Return to Lower Manhattan


Not this, but...

Today, my company moved back to lower Manhattan.

We were there for a long time before September 2001. A number of years on Water Street, then the big move to the 103rd Floor of the World Trade Center, where we stayed for seven years.

The building had its faults, but we had our fun there. Hon and I used to play "golf" there--putting a ball around the floor, with the final hole being when we banked the ball into Maureen's office.

The best thing was the view. No building in NY had anything like it. We could see planes on the runway at JFK, Long Island Rail Road trains in Nassau County (no joke), processions of outbound cruise ships at a certain hour on a Friday afternoon.

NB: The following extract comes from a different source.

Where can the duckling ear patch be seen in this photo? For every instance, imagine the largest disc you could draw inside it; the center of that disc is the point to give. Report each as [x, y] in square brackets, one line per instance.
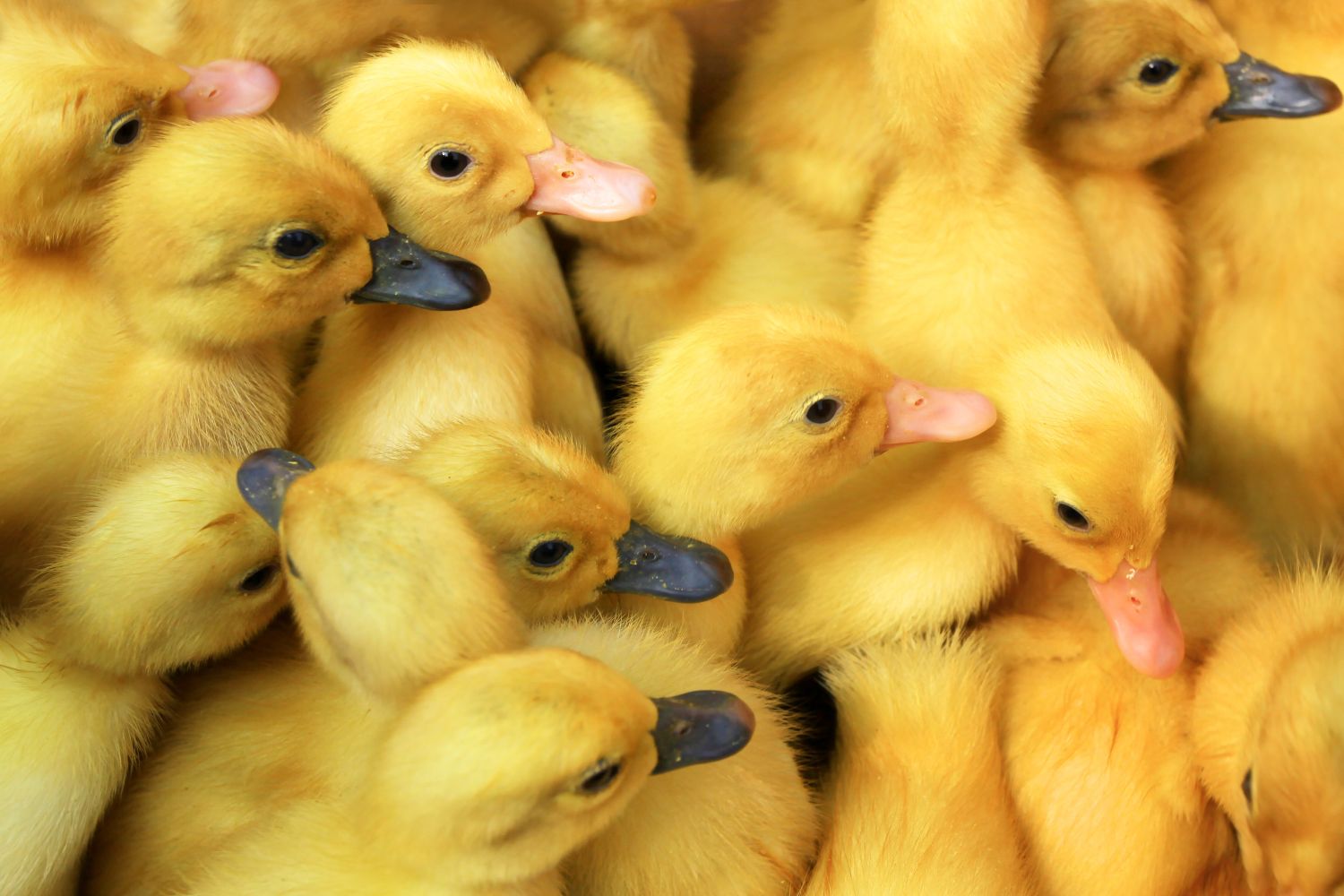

Then, one day, gone. The building, and many good people, gone.

---

We found space near Grand Central that had been just freed up by a bankrupt dot.com firm. Then, a year after that, we moved to another place off Park Avenue in the 50s.
It was an attractive building in an upscale neighborhood, but every day I was there I missed downtown. For reasons that are many.

One practical reason is that most of the people I do business with are near downtown. Another is that the commute from Bay Ridge to downtown is 30 minutes each way, as opposed to 50-60 minutes to the east side of midtown.

But there are other reasons. I like the quirkiness of downtown, the dive bars and the small restaurants and the blue collar feel of much of it. The East Side of Midtown was jewelry, Brioni suits, and Belgian chocolates. While there's nothing wrong with those things, I'm more likely to be buying a Bud than a Brioni when work ends this Friday.

The last reason is that downtown Manhattan took a terrible blow five years ago, and I always felt bad that I could not do more personally to help it recover. Well, though things are far better than they were a few years ago, the recovery is not complete and from this point on, I will be downtown, a part of it, hopefully making it a better place.

I like my new building. Its on Water Street, weirdly close to the place we worked 12 years ago. My office, like my old one at the WTC, faces the water and the promised land of Brooklyn. If I look to the left, there's the Brooklyn Bridge, to the right, the Verrazano Narrows Bridge.

The World Trade Center days won't come back,but we're back home at last, and that makes me immensely happy.